# Boy or Girl Molly Fry?



## Emilya26

I have about 25 baby Mollies. Most were born April 8th.....they are about double in size if not a little bigger as I can't quite remember how tiny they were. How can I tell if they are boys and girls? I am looking at their back fin (as you would adults) and their fins all look the same. They are all like a rounded flag like and not pointy. I may have to wait longer but HELP. I have a few friends and family members that are going to take some but I need to find out what they are first.


----------



## vreugy

Only time will tell.


----------



## coralbandit

all livebearers are born "female".That is to say they all appear to be female in the beginning.They should be starting to show now that they are 2 months old I would think?
You do know the difference in the anal fins?
Change water more often in their tank as the quickest developing male(most dominant) will excrete hormones that will either "stunt" other males or "convince " them to stay "apearing as a female as long as possible".
I have had swords that were 4 months old and "appeared " to be female until I removed the most dominant male or seperated them from the other males,and then suddenly a week or two later MALE!


----------



## Emilya26

Very interesting! Yes I know the difference in anal fins. I had no clue about the dominant male secreting stunting hormones. How often do you suggest I change the water?
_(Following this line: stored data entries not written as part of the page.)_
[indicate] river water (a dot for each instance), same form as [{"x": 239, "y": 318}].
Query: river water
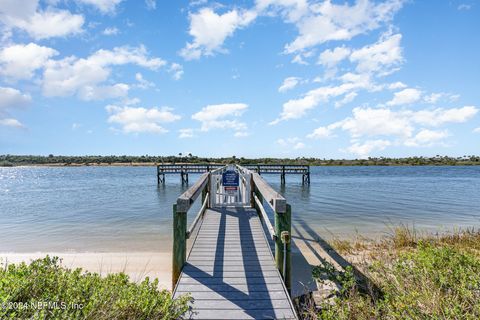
[{"x": 116, "y": 209}]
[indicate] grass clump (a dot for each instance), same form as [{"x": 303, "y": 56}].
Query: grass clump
[
  {"x": 44, "y": 289},
  {"x": 430, "y": 277}
]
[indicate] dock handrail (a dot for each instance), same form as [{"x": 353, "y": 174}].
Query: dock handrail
[
  {"x": 259, "y": 190},
  {"x": 273, "y": 198},
  {"x": 264, "y": 217},
  {"x": 180, "y": 232},
  {"x": 282, "y": 219},
  {"x": 197, "y": 218}
]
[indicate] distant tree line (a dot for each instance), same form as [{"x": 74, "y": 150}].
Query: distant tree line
[{"x": 16, "y": 160}]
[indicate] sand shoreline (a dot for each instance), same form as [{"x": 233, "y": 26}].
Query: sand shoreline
[{"x": 137, "y": 265}]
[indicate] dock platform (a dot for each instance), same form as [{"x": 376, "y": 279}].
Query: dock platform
[{"x": 230, "y": 270}]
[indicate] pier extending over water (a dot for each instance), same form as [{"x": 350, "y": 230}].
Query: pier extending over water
[
  {"x": 185, "y": 168},
  {"x": 230, "y": 270}
]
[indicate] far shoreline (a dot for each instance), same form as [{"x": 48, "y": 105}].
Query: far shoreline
[{"x": 154, "y": 164}]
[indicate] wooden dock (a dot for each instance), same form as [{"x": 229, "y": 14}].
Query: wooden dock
[
  {"x": 230, "y": 271},
  {"x": 185, "y": 168}
]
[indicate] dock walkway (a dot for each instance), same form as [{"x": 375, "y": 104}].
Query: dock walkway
[{"x": 230, "y": 271}]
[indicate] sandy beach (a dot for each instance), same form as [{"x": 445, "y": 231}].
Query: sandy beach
[{"x": 137, "y": 265}]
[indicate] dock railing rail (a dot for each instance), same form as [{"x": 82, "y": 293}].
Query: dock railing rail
[
  {"x": 180, "y": 232},
  {"x": 280, "y": 233},
  {"x": 260, "y": 192}
]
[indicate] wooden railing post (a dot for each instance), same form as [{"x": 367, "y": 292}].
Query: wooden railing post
[
  {"x": 282, "y": 224},
  {"x": 179, "y": 254}
]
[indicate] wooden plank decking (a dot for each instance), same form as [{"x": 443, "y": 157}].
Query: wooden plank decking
[{"x": 230, "y": 271}]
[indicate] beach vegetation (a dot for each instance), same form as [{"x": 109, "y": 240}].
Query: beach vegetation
[
  {"x": 45, "y": 289},
  {"x": 415, "y": 277}
]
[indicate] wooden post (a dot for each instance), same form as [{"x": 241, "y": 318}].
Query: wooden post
[
  {"x": 179, "y": 254},
  {"x": 283, "y": 223}
]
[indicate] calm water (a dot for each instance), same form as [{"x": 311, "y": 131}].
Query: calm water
[{"x": 122, "y": 209}]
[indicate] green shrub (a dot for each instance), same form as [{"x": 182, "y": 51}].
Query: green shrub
[
  {"x": 44, "y": 289},
  {"x": 432, "y": 281}
]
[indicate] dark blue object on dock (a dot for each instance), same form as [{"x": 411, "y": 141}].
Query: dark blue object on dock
[{"x": 230, "y": 178}]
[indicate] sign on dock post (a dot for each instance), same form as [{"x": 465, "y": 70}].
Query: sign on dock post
[{"x": 230, "y": 181}]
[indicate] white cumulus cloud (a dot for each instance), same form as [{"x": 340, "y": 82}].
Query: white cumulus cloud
[
  {"x": 330, "y": 58},
  {"x": 111, "y": 31},
  {"x": 86, "y": 77},
  {"x": 406, "y": 96},
  {"x": 141, "y": 120},
  {"x": 327, "y": 21},
  {"x": 10, "y": 122},
  {"x": 289, "y": 83},
  {"x": 222, "y": 116},
  {"x": 427, "y": 138},
  {"x": 291, "y": 143},
  {"x": 209, "y": 30},
  {"x": 19, "y": 61},
  {"x": 39, "y": 24},
  {"x": 185, "y": 133},
  {"x": 362, "y": 150},
  {"x": 104, "y": 6}
]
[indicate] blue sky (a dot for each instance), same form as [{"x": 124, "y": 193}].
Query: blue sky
[{"x": 279, "y": 78}]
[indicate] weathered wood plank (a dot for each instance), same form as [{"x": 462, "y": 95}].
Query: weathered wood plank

Will the dominant male have the male anal fin or will it look female still too?


----------



## coralbandit

They show eventually?I have hundreds of swords so I really don't keep time on them anymore,but believe it ,that "less dominant" males will attempt to hide as long as possible.It is just a matter of survival.Mollies may be a little more tolerant of each other but male swords can be one of the meanest fish to each other going.
I try to change more water on fry tanks then any other as I feed heavy and want growth to happen as quick as possible.Nothing less than 50% a week will work.I try to this 2 times a week.The size of the tank they are in is the next big factor.Fry really will grow faster in a larger tank.My fry start in a 30B(18x36),and then go right to a 75G.I can sell them as good sized fish in 2-3 moths easy.
If they are in a tank less than a 20 long then change 50% at least 2 times a week.


----------